In generale nei confronti della Russia c’è disponibilità a discutere di tutto, ma riteniamo che di accordi internazionali al momento ce ne siano più che a sufficienza. Si tratta piuttosto di metterli in atto. Il Cfe va discusso nelle sedi opportune, cioè a Vienna in ambito Osce, perché è fondamentale per la sicurezza europea. L’alleanza è certamente molto interessata a un Cfe rinnovato basato su principi chiave, quali trasparenza, reciprocità, “mutual restraint” e il consenso dello stato che ospita truppe e forze militari straniere. Si discute a partire da questi principi, sta ora alla Russia dimostrare il suo impegno. Noi speriamo che ciò avvenga, anche se al momento ciò non è chiaro e tra gli Alleati c’è chi è più cauto. L’Alleanza ha dimostrato la sua volontà di dialogare invitando i rappresentanti russi a partecipare a un summit ai massimi livelli del Consiglio Nato-Russia a Lisbona, in concomitanza con il Vertice dei Capi di Stato e di Governo che approverà il Concetto Strategico.
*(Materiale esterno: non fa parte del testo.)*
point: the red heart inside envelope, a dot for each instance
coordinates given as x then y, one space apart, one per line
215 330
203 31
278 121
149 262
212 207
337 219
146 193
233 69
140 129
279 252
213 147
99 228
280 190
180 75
Come valuta lo stato dei rapporti Nato-Ue? Cosa dirà in merito il nuovo Concetto Strategico?
Ci si aspetta che vi si riaffermi con forza il carattere strategico del rapporto Nato-Ue. Ci sono problemi di natura politica ben noti e per risolverli serve una chiara volontà politica sia nel contesto Nato, sia nel contesto Ue. La cooperazione tra le due organizzazioni sul terreno è molto avanzata, ad esempio quando missioni Nato e Ue sono dispiegate insieme nello stesso teatro. È normale: quando vi sono problemi di natura politico-istituzionale gli uomini sul campo cercano pragmaticamente di lavorare insieme. Ma è chiaro che se i problemi politico-istituzionali fossero superati, anche la cooperazione a livello operativo funzionerebbe molto meglio.
Alessandro Marrone è ricercatore presso l’Area Sicurezza e Difesa dello IAI.